You'll need Ruby and RubyGems installed. Once you have those, install the dependencies and the script like this:
sudo su -
gem sources -a http://gems.github.com/
gem install seanohalpin-smqueue json --no-ri --no-rdoc
cd /usr/bin
wget http://gist.github.com/raw/306765/2a3e9cbade88b4c6dd430e108bc8a28f95047462/notify-service-by-stomp.rb
chmod +x notify-service-by-stomp.rb
Once installed, tell Nagios to use it by adding this to your Nagios configuration:
define command {
command_name notify-service-by-stomp
command_line /usr/bin/notify-service-by-stomp.rb mq.example.com /topic/foo.bar.baz.quux $HOSTADDRESS$ "$SERVICEDESC$" $SERVICESTATE$ $SERVICESTATETYPE$ $SERVICEDURATIONSEC$ $SERVICEATTEMPT$ $MAXSERVICEATTEMPTS$
}
global_service_event_handler=notify-service-by-stomp
Change mq.example.com to the hostname of your message broker, and /topic/foo.bar.baz.quux to whatever topic or queue you want notifications sent to. Restart Nagios and events should start flowing.
Testing it
If your Nagios doesn't generate events very often, you'll want a way to verify everything is wired up correctly. Attach a simple stompcat listener to the topic, then manually fire some test notifications.

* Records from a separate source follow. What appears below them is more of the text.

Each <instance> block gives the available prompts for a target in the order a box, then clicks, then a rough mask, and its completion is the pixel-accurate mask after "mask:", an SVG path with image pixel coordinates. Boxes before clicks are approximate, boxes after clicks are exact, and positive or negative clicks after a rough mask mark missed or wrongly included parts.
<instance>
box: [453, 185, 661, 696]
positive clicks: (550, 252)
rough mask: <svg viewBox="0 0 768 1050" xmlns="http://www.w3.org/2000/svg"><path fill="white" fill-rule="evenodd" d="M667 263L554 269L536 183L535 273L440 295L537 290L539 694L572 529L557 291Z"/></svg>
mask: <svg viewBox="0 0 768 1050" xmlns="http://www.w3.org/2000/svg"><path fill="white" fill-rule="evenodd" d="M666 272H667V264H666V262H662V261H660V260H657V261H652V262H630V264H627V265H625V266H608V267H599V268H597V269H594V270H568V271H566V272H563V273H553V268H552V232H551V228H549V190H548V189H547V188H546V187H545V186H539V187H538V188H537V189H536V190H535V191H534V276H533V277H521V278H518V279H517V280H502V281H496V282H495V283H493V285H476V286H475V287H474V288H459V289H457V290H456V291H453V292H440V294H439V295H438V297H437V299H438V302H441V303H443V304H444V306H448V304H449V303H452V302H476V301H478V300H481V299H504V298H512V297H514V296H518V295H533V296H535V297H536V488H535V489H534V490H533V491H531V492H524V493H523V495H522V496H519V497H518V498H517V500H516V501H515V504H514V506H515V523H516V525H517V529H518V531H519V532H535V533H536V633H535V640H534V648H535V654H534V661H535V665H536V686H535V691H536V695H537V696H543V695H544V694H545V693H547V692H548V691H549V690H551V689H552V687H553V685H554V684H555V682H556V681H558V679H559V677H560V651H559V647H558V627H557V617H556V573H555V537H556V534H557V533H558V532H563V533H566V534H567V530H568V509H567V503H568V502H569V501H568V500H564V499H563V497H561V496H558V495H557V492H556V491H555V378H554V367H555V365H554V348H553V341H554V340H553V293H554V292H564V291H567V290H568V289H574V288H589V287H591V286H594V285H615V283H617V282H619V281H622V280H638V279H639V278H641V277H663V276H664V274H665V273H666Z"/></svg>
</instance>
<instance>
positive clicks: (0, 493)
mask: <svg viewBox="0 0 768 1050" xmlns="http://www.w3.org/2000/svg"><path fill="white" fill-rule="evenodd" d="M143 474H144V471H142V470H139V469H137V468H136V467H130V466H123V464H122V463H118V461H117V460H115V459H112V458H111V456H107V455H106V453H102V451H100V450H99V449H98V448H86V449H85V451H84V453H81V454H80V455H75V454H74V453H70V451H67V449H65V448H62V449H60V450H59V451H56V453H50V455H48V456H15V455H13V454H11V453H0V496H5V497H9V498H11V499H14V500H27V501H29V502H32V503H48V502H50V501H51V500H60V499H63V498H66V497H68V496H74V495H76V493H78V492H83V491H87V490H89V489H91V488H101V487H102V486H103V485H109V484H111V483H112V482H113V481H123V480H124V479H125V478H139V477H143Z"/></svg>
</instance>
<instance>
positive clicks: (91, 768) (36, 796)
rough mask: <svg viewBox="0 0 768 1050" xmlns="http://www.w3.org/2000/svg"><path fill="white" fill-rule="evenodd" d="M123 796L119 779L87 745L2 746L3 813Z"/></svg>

Here's a quick stompcat tool in case you don't have one handy:
#! /usr/bin/env ruby
# Run me like this:
#
# ./stompcat.rb mq.example.com /topic/foo.bar.baz.quux
#
require 'rubygems'
require 'smqueue'
configuration = {
:host => ARGV[0],
:name => ARGV[1],
:adapter => :StompAdapter
}
source = SMQueue(configuration)
source.get do |m|
payload = m.body
puts ">>> #{payload}"
end
And here's how to send a test notification to the queue:
/usr/bin/notify-service-by-stomp.rb mq.example.com \
/topic/foo.bar.baz.quux service-host.example.com "SERVICE NAME" \
WARNING HARD 86492 6 6
If it's working, you should see something like this appear in your stompcat output:
{
"time_t":1266427384,
"state":"WARNING",
"state_type":"HARD",
"state_time":86492,
"attempt":6,
"hostname":"service-host.example.com",
"max_attempts":6,
"service":"SERVICE NAME"
}
From here, you can modify the stompcat example to do anything you like — look up clients in a database, send SMS alerts if an account has enough credit, trigger webhooks, whatever takes your fancy. If you build something fun with this, I'd love to hear about it.